What happened? There was no shortage of explanations for gold's dollars 15 slide during the week to dollars 336 an ounce. Low inflation, recession in industrialised countries, economic indicators, Australian producer selling, technical selling by US investment funds, the receding threat of South African mine strikes, Japanese stock market weakness - all were a reason to sell gold.

While all of these factors may have contributed, jitters about demand for platinum, a sister metal to gold, were at the root of the sell-off. During the week it lost dollars 36 to close on Friday in London at pounds 345.75. Silver mirrored the fall, closing down 10 cents on the week at dollars 3.92.

Stewart Murray, chief executive of Gold Fields Mineral Services, said platinum's two main markets, autocatalysts and jewellery demand from Japan, were both suffering from recession and slowdown.

Gold has also been sold for ready income by wealthy Japanese individuals and corporations as the Tokyo stock market falls.

On the production side, a sustained strike in South Africa, which looked certain two months ago, seems less likely now.

'Sentiment changed toward platinum, and that got the ball rolling,' Mr Murray said.

The strong psychological link the markets make between platinum and gold - based on their similarities in price, origin and jewellery use - caused sympathetic selling in gold that spilled over to silver.

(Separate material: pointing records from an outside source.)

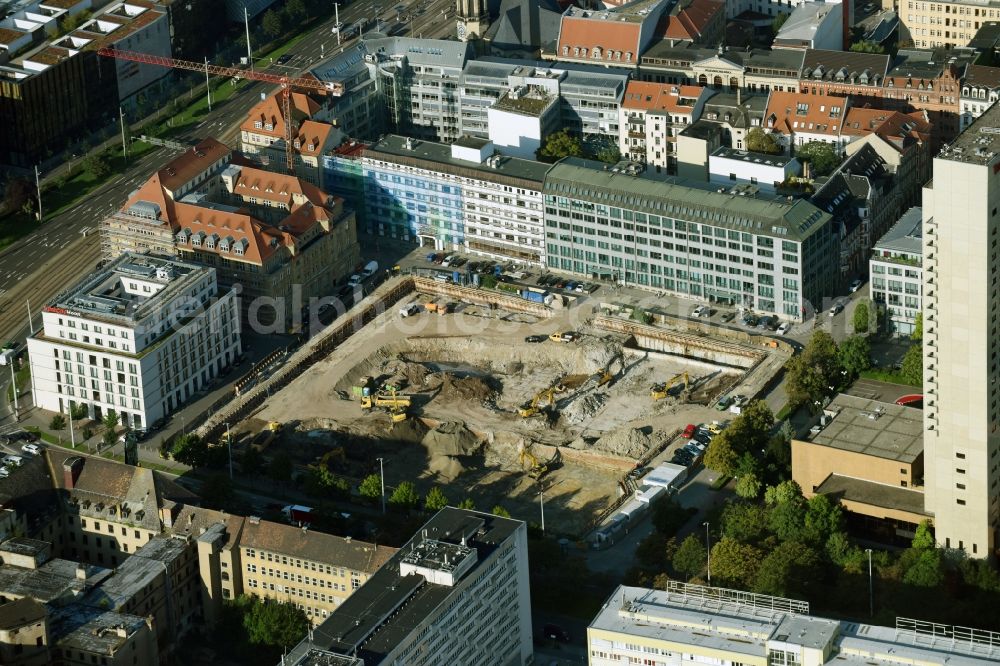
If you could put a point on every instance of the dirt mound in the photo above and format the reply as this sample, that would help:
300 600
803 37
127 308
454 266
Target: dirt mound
627 442
474 389
451 439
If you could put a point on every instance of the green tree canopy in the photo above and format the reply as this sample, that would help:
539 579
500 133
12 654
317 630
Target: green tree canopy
854 354
861 316
371 487
759 141
689 558
435 500
821 157
275 624
559 145
405 496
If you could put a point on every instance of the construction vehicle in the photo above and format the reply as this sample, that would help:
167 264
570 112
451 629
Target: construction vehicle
661 391
287 84
534 405
537 469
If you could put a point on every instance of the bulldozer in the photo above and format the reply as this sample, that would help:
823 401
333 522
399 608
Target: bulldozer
537 468
534 405
661 391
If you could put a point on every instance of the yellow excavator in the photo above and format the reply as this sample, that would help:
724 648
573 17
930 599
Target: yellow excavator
661 391
537 469
534 405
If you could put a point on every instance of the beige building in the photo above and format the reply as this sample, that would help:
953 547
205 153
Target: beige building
961 234
869 456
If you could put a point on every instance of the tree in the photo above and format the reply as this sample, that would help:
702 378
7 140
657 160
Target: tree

The speed of gold's dive can be attributed to the large US computer-driven funds that have invested in metals in the last few months for the favourable return.

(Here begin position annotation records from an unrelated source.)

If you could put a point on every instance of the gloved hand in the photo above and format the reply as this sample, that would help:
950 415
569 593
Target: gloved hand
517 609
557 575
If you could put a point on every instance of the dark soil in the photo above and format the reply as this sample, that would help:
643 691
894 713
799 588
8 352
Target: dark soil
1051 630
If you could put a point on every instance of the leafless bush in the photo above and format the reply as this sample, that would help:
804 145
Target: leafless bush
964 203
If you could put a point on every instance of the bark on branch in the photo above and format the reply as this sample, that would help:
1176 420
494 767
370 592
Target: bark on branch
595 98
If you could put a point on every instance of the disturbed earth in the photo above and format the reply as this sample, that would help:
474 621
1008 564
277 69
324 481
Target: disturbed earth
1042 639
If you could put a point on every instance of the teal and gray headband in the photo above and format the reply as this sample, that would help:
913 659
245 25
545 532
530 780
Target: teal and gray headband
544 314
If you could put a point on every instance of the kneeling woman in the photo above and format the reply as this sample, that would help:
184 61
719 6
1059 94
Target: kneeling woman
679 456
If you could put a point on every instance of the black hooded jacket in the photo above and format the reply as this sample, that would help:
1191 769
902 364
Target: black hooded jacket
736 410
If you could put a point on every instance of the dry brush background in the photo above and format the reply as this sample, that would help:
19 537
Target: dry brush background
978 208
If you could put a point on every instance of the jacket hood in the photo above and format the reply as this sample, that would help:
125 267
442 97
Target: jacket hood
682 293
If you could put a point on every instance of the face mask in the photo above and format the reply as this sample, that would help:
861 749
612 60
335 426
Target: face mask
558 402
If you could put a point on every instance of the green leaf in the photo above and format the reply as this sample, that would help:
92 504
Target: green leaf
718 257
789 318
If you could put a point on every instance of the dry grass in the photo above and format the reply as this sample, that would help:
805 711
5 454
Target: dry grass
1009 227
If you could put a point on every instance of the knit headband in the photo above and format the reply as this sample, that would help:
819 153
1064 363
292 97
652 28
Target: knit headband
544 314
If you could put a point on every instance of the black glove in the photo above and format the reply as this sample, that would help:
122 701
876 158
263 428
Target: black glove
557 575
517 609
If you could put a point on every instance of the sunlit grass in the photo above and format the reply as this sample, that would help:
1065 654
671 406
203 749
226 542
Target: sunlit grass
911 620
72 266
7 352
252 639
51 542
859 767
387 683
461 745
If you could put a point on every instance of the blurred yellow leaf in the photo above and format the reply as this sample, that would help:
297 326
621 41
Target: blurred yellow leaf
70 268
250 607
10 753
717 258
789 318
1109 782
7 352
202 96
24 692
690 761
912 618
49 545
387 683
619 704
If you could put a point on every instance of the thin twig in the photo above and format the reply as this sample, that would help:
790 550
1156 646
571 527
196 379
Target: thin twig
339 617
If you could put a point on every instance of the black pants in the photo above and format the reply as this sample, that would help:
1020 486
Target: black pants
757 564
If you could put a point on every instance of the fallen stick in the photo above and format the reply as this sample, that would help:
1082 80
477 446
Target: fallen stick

The funds bought gold and other metals because their computers spotted the market hitting bottom, based on technical chart patterns, moving averages and other signals. But the computers balked at a dollars 360-an-ounce gold price, and the funds couldn't bale out fast enough.

'The funds pulled out of gold much faster than they got in,' Mr Murray said.

Gold-buying psychology was also affected by the announcement on Tuesday by De Beers, the South African diamond producer, revising down its view of diamond market prospects and predicting a final dividend cut.

'People became nervous about the market for gems and jewellery, when De Beers, which takes 10 sightings a year of these markets, sent this warning signal,' said Jon Bergtheil, metals analyst with stockbroker James Capel.

The outlook for gold prices in the medium term is perhaps less grim than some experts believe. But its fortunes depend on that elusive recovery in industrial economies.

An eventual rebound in gold could be linked to investment demand, which has waned over the past three years while the metal price has been in the doldrums.

Investors sold 250 tons of gold last year, mostly to the jewellery trade in the Middle East and South-east Asia. But jewellery demand in the West has been relatively subdued.

Mr Bergtheil predicts that demand will pick up when Western economies recover, inspiring investors to hold gold rather than sell it. By next year, supplies could become tight if mine production, which has been cut back, does not crank up again.

'If the G-7 economies stabilise, we could be into a really interesting situation in the gold market,' he said.

Over the next 18 months, he is more circumspect, and will only predict that gold could hover quietly between dollars 325 and dollars 355 an ounce for at least five months before making a move up or down.

'We don't believe that gold is in a freefall to dollars 295 an ounce because production costs will be so far above the price at that level that the industry won't survive,' Mr Bergtheil said.